The school bell rang loudly. Rahul’s car pulled up under the portico followed by a long line of cars. Waving at his friends, Rahul hopped into the backseat and dumped his bag beside him. The driver, Bansilal, was an old man. He had worked for Rahul’s father since Rahul had been a baby. He looked at Rahul in the rear-view mirror and flashed a smile at him.

The car soon veered off the main road onto a seldom-used lane. This was a shortcut to Rahul’s house. About halfway down the lane stood a parked car. A man was leaning over the vehicle’s open bonnet. He waved as he saw Rahul’s car approaching, shouting at Bansilal for help.

Bansilal dithered for a second. Rahul’s father would not be happy if his son arrived late from school. On the other hand, his ethics just wouldn’t let him drive past a man who was obviously in trouble. Bansilal pulled over and walked over to the driver. The duo bent over the engine, trying to locate the problem.

Suddenly, a black car zipped past Bansilal. It pulled up beside the car Rahul was sitting in. Two men quickly jumped out of the black vehicle and caught the boy, who seemed engrossed in the book he was reading, catching him unawares. They dragged Rahul out of his car, into their own.

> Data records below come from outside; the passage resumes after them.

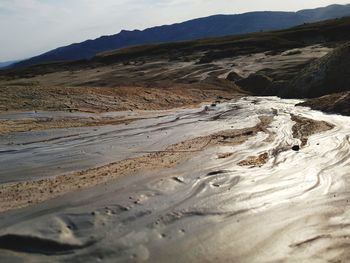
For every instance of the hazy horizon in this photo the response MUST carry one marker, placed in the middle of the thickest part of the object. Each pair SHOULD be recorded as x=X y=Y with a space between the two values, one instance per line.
x=61 y=23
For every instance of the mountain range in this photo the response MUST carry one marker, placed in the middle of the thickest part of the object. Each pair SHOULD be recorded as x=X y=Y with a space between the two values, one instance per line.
x=212 y=26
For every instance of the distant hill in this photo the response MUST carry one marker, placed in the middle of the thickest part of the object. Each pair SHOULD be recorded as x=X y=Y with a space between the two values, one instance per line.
x=7 y=63
x=213 y=26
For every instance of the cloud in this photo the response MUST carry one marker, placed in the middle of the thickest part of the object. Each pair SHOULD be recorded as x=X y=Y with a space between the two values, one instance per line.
x=30 y=27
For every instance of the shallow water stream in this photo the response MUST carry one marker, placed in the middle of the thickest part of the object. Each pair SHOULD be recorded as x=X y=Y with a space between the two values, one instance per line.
x=295 y=208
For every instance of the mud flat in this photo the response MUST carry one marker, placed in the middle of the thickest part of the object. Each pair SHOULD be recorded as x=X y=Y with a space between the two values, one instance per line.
x=200 y=204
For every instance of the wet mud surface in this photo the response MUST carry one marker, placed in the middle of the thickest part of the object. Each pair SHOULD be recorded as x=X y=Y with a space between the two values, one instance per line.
x=282 y=205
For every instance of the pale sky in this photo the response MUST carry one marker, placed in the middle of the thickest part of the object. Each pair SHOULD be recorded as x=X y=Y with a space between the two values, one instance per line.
x=31 y=27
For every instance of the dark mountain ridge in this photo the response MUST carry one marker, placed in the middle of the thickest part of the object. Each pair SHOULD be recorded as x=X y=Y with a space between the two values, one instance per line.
x=212 y=26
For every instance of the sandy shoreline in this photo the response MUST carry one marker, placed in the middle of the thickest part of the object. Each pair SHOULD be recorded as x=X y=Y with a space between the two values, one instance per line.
x=22 y=194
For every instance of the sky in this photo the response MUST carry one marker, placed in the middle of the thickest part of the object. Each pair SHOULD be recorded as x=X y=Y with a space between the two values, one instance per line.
x=31 y=27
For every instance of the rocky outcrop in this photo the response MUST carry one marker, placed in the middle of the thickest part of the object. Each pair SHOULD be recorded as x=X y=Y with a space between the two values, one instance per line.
x=257 y=84
x=334 y=103
x=327 y=75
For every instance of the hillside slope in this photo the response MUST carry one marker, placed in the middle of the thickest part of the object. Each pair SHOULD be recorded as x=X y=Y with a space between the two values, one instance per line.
x=213 y=26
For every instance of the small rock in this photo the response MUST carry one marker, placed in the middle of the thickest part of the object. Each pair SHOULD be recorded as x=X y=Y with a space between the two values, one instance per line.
x=296 y=148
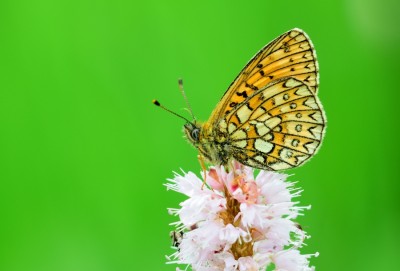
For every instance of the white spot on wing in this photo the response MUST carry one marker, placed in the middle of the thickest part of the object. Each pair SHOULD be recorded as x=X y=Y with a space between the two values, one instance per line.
x=273 y=122
x=240 y=144
x=231 y=127
x=243 y=113
x=262 y=129
x=239 y=134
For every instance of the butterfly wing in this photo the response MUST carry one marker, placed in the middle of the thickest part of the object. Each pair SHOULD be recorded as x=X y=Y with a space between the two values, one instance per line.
x=290 y=55
x=278 y=127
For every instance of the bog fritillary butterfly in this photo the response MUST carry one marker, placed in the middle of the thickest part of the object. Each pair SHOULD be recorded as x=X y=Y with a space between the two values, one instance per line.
x=270 y=116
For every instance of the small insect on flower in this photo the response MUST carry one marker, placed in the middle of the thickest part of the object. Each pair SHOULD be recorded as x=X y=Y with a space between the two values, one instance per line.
x=270 y=117
x=238 y=221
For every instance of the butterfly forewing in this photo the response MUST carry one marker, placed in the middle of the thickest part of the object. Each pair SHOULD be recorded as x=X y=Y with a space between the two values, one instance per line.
x=279 y=127
x=290 y=55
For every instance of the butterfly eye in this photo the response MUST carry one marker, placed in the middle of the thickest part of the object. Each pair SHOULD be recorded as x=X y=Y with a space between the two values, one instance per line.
x=195 y=134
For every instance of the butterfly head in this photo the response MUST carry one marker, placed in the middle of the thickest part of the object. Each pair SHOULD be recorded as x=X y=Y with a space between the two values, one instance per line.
x=192 y=132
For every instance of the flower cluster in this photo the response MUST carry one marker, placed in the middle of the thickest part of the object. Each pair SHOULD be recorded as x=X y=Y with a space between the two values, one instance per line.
x=236 y=221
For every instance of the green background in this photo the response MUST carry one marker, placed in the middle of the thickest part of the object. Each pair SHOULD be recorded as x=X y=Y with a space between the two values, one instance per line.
x=84 y=154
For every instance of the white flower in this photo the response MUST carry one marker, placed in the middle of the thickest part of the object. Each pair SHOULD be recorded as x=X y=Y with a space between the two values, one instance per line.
x=235 y=221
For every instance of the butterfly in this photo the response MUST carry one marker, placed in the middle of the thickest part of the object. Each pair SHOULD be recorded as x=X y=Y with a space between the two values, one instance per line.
x=270 y=116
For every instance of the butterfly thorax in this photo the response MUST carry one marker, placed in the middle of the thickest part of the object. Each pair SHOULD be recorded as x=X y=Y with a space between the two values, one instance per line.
x=211 y=144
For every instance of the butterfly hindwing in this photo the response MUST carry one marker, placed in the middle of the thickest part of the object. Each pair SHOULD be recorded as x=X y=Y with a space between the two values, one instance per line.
x=278 y=127
x=290 y=55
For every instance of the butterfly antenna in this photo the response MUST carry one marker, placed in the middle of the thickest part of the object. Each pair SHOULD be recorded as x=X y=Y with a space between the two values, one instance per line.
x=157 y=103
x=180 y=83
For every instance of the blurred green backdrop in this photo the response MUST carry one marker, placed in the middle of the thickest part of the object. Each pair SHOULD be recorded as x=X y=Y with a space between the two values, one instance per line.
x=84 y=153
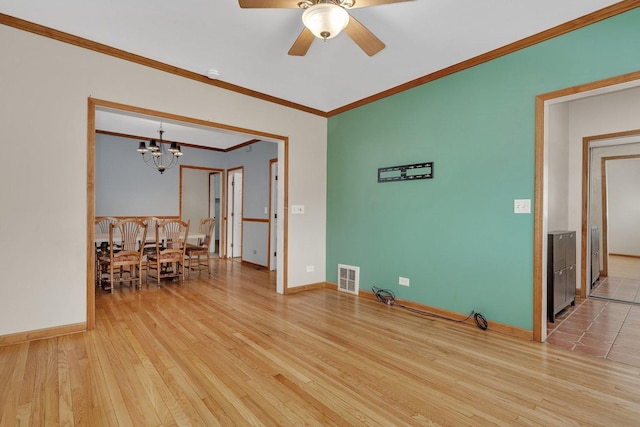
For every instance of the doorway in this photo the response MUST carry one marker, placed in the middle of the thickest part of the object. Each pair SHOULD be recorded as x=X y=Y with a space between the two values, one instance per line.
x=235 y=191
x=614 y=200
x=544 y=186
x=96 y=106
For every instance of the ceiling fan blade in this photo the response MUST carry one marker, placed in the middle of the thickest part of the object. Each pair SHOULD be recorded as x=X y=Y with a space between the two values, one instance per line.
x=302 y=43
x=363 y=37
x=368 y=3
x=269 y=4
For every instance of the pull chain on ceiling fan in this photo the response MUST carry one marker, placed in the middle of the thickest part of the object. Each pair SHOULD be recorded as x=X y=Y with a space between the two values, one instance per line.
x=325 y=19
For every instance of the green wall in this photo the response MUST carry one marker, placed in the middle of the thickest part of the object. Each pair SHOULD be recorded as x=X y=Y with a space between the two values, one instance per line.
x=456 y=236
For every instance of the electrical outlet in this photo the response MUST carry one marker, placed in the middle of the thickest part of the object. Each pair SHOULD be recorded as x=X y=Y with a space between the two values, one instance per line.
x=522 y=206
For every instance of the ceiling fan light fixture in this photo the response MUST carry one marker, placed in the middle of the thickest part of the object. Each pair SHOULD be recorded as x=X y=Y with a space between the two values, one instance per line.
x=325 y=20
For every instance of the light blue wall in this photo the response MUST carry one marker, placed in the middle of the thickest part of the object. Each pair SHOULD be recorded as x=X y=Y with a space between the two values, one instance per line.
x=455 y=236
x=126 y=187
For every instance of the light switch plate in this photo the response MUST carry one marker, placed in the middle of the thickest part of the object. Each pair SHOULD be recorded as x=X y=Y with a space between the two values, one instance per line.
x=522 y=206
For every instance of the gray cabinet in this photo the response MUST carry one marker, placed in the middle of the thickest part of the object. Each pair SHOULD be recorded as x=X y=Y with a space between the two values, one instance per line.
x=561 y=271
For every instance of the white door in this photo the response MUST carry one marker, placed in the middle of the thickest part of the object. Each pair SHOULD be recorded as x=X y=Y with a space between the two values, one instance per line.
x=234 y=215
x=215 y=190
x=273 y=217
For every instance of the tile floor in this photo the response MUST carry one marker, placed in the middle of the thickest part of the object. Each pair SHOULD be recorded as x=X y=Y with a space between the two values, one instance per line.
x=601 y=328
x=618 y=288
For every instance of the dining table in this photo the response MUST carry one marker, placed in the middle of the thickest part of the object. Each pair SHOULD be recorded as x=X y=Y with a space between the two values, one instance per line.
x=151 y=236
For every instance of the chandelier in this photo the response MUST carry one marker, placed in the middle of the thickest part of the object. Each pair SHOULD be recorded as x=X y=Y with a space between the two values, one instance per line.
x=156 y=156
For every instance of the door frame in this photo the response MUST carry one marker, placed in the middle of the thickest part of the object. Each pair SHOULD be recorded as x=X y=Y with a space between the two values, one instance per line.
x=273 y=214
x=229 y=223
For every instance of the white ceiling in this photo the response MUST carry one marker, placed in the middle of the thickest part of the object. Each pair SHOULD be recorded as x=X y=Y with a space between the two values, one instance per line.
x=249 y=46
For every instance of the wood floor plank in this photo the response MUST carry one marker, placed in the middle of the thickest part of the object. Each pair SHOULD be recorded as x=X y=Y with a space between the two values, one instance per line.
x=227 y=350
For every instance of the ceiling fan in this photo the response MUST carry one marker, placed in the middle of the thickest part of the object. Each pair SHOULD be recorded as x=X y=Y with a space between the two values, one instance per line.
x=325 y=19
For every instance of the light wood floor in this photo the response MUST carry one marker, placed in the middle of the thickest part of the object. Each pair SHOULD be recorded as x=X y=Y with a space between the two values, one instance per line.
x=230 y=351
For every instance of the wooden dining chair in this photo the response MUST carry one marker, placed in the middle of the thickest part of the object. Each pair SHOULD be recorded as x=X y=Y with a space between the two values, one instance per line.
x=207 y=225
x=150 y=243
x=168 y=261
x=124 y=264
x=101 y=227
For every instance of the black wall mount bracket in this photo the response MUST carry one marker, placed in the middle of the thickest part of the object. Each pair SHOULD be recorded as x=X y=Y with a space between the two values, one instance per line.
x=406 y=172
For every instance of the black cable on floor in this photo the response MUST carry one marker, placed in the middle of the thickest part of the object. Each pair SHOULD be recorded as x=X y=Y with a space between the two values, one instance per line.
x=387 y=296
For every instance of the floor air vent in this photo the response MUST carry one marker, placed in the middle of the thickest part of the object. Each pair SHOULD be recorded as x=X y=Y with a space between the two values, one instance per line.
x=348 y=278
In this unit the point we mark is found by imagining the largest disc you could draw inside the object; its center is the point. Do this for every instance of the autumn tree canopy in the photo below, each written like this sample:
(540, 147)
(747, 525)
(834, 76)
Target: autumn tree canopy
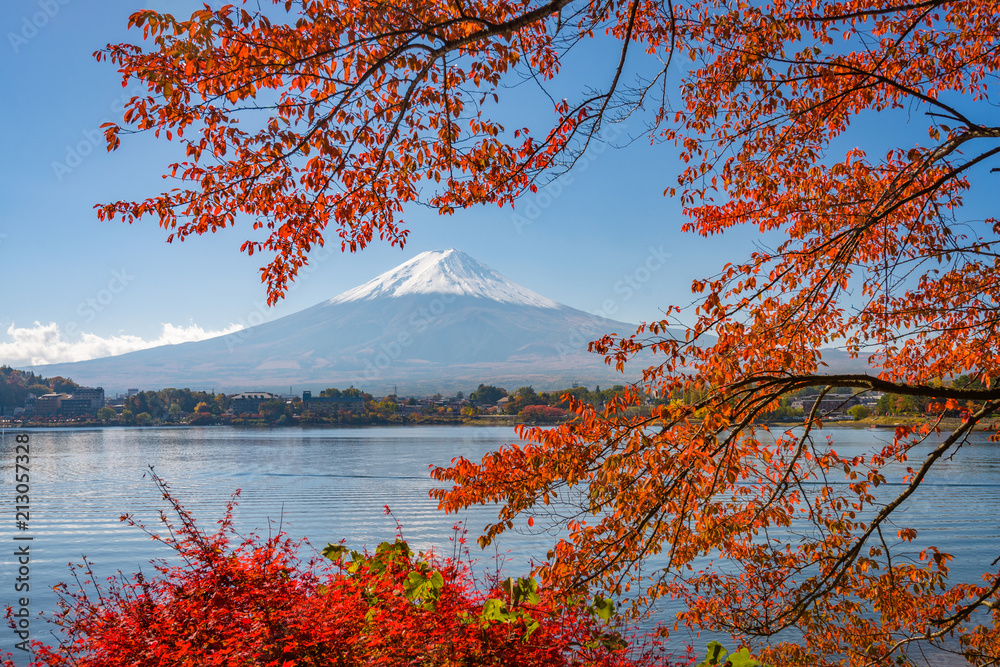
(350, 111)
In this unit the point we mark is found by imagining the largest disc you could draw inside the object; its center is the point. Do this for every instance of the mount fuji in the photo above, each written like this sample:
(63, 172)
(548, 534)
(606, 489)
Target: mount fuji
(441, 321)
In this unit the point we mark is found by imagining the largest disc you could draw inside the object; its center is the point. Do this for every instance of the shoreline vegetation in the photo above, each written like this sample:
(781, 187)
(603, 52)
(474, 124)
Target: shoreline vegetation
(487, 405)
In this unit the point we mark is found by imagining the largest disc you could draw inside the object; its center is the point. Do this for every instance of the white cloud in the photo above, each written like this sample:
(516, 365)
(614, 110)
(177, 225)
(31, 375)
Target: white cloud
(45, 344)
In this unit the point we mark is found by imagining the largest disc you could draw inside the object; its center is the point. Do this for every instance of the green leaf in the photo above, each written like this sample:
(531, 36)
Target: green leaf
(603, 608)
(495, 610)
(715, 655)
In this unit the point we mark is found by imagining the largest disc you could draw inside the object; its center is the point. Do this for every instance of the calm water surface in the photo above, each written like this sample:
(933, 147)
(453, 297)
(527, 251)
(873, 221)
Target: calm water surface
(332, 484)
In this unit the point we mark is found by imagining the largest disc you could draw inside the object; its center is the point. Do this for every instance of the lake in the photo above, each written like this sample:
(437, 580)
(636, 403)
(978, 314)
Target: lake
(332, 484)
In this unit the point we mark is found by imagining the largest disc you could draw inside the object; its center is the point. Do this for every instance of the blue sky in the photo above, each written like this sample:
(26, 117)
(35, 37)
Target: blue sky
(97, 287)
(75, 287)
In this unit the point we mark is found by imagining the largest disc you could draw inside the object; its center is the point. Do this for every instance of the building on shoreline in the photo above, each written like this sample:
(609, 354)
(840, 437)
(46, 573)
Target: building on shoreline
(331, 403)
(249, 401)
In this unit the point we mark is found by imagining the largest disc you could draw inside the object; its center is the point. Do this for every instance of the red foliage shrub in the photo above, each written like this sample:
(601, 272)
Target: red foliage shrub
(256, 603)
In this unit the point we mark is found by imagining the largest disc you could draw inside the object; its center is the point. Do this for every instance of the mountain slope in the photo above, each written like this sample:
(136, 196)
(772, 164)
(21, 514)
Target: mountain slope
(440, 322)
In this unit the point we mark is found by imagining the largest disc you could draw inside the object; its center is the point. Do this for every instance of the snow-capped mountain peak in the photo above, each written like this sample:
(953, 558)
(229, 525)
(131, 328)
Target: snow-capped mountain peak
(445, 272)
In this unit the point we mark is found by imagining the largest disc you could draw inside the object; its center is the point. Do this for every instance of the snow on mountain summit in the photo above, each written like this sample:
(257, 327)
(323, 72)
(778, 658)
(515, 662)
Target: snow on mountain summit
(445, 272)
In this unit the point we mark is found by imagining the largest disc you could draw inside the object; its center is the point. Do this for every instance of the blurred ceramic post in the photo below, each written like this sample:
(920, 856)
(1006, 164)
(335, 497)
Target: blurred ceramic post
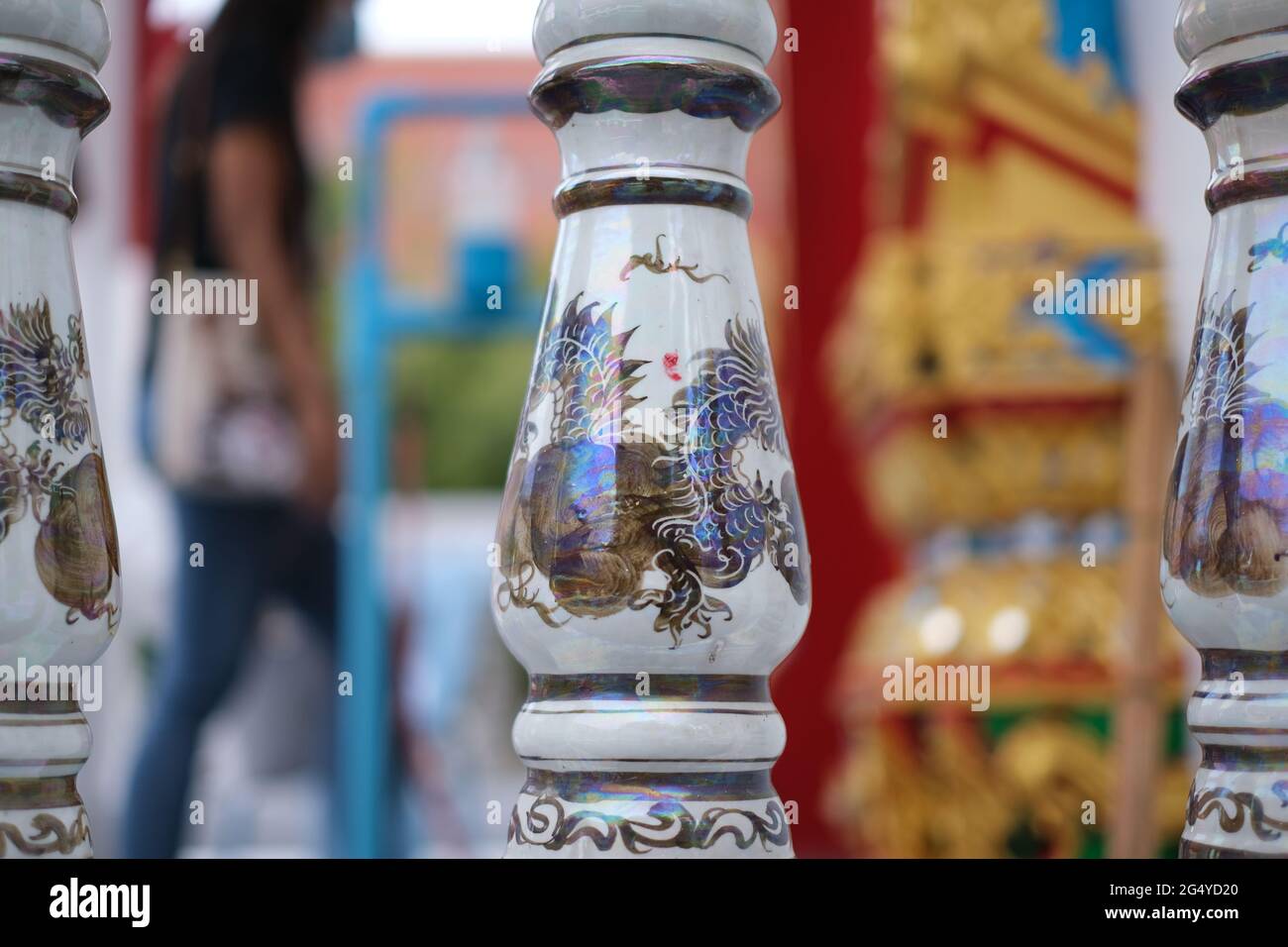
(59, 566)
(651, 566)
(1225, 538)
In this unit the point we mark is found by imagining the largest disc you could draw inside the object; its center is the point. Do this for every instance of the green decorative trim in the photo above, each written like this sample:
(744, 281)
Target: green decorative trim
(706, 688)
(54, 792)
(549, 825)
(601, 38)
(595, 787)
(1197, 849)
(42, 709)
(34, 189)
(1244, 806)
(653, 84)
(1219, 664)
(50, 835)
(618, 191)
(69, 98)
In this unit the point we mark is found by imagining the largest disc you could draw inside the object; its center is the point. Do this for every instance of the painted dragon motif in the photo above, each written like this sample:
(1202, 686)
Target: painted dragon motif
(605, 500)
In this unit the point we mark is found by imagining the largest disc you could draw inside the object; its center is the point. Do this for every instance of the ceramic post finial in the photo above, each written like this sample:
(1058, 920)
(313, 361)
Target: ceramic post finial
(652, 566)
(1225, 535)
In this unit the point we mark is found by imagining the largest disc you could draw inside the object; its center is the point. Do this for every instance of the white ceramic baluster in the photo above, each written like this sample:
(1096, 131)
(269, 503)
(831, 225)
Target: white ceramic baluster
(59, 567)
(653, 567)
(1225, 540)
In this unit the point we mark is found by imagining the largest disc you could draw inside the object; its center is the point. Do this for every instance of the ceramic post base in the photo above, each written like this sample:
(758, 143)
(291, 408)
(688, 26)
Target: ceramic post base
(1237, 804)
(679, 772)
(584, 814)
(43, 746)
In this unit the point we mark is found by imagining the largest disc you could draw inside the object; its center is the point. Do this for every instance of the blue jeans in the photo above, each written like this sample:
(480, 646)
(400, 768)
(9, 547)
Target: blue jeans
(253, 552)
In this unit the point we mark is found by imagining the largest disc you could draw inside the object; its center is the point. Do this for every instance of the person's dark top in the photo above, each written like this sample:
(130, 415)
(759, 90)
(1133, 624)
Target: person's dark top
(246, 84)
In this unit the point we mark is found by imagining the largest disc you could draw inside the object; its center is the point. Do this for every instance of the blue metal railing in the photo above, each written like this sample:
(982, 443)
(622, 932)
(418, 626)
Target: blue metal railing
(375, 318)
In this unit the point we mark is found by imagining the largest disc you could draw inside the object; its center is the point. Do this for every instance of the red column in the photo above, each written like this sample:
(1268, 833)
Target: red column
(831, 108)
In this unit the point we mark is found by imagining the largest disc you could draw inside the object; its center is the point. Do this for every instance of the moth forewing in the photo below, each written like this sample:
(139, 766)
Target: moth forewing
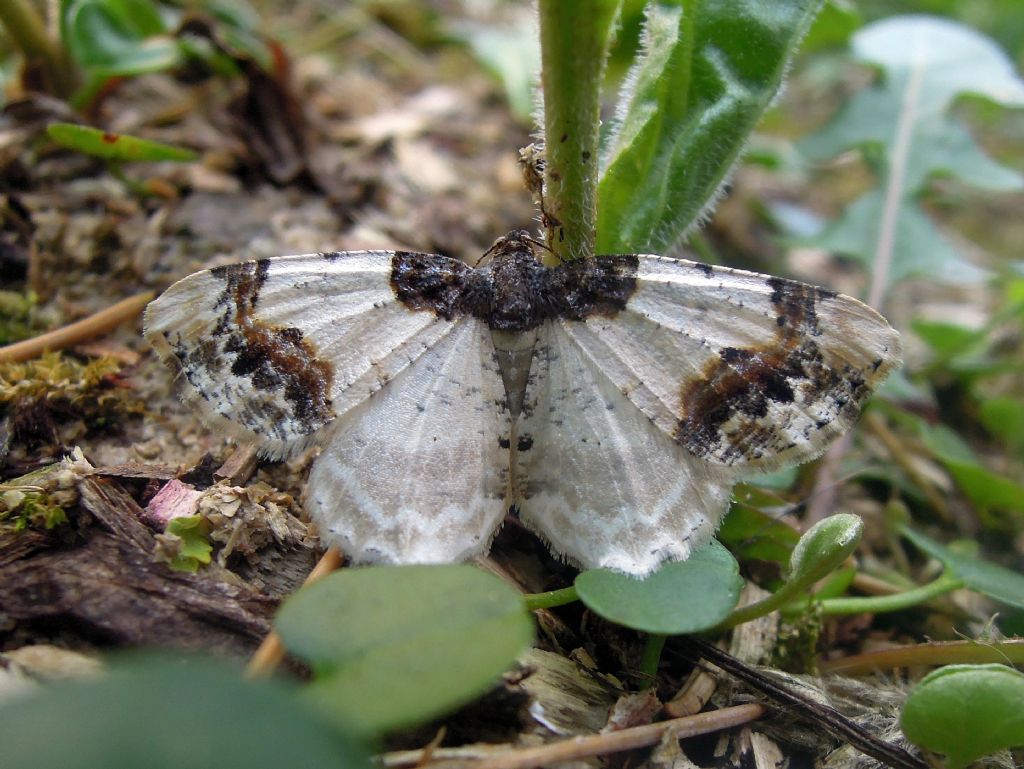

Bansilal looked up and saw what had transpired. However, it was too late. He chased the car just as it zoomed off with the helpless Rahul. An envelope was all that remained in his place. Bansilal guessed it was a ransom note from Rahul’s kidnappers.


Rahul kept grappling with the kidnappers on the back seat. His hands and feet had been tied after he made a vain attempt at jumping out. He had also been gagged with a grimy rag after he had bitten the hand of one of his captors.

Soon, the car halted. It had gotten dark by then. Rahul couldn’t see much except a house, which seemed to be located on the corner of a street.

He was dragged into a room, which had just one small, barred window. There was a bed on one side and a bottle of water on the other. After the initial display of valor, fear had started kicking in. However, he knew better than to let those men sense his anxiety.

‘You’ll be sorry for this!’ he shouted out at them.

One of the men flung Rahul onto the bed. Another guy brought a platter of food. ‘Eat up!’ he ordered.

Rahul reluctantly began to eat. He was frightened, but he was not going to break down in front of those bullies.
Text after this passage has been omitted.